Bisphenol A Toxic in Reproductive Health

This article originally appeared here.
Acts as ovarian and uterine toxicant; animal studies demonstrate role as testicular toxicant.
Acts as ovarian and uterine toxicant; animal studies demonstrate role as testicular toxicant.

Bisphenol A (BPA) is an ovarian and uterine toxicant, and may be a testicular toxicant, according to a review published online in Environmental Health Perspectives.

Jackye Peretz, from the University of Illinois at Urbana-Champaign, and colleagues reviewed recent data obtained from 2007 to 2013 relating to the correlation between BPA exposure and reproductive outcomes. The review focused on findings from human and animal studies; the effect of BPA on various reproductive end points; and the mechanisms of BPA action.

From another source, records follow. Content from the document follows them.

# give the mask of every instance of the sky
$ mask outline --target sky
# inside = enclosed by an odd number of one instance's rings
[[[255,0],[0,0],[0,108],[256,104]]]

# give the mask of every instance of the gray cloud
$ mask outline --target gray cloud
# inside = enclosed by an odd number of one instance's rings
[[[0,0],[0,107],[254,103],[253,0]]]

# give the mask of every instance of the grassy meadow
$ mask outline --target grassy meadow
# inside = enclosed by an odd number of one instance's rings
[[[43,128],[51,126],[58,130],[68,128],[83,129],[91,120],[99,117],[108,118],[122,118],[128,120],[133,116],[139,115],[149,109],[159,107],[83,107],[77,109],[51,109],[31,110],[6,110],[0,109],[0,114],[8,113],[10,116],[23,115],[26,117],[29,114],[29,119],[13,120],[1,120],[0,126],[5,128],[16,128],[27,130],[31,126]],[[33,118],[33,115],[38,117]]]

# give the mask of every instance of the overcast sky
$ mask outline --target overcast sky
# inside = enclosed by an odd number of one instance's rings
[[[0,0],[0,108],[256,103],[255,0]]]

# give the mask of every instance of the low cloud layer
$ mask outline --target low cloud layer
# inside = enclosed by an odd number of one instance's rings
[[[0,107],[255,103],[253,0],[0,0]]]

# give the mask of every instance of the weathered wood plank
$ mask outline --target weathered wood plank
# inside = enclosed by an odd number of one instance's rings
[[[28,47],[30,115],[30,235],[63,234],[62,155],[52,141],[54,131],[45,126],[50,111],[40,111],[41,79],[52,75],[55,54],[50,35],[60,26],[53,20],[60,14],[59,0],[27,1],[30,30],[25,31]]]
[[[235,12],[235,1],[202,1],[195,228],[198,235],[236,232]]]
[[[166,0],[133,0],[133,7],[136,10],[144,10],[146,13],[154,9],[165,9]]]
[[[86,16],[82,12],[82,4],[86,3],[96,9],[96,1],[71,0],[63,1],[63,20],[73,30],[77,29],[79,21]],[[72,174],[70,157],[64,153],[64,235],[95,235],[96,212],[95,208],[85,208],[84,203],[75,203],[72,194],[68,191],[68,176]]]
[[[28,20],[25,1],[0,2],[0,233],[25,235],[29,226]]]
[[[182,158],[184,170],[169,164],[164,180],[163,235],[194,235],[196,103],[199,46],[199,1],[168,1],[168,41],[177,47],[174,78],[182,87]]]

The researchers found that BPA was an ovarian toxicant. In both animal and in vitro models, BPA impacted the onset of meiosis. It also interfered with germ cell nest breakdown in animal models and accelerated follicle transition in several animal species. In animal models and in women it altered steroidogenesis, and it reduced oocyte quality in animal models and in women undergoing in vitro fertilization.

BPA was also found to act as a uterine toxicant, impairing uterine endometrial proliferation, reducing uterine receptivity, and increasing implantation failure in animal models. Additional studies are needed to confirm the suspected correlation between exposure to BPA and adverse birth outcomes, hyperandrogenism, sexual dysfunction, and impaired implantation in humans.

In animal models, BPA was found to act as a testicular toxicant, but ambiguous data were seen in humans. The evidence relating to the effects of BPA on the oviduct, placenta, and pubertal development was inadequate.

"BPA is a reproductive toxicant because it impacts female reproduction, and has the potential to affect male reproductive systems in humans and animals," the authors write.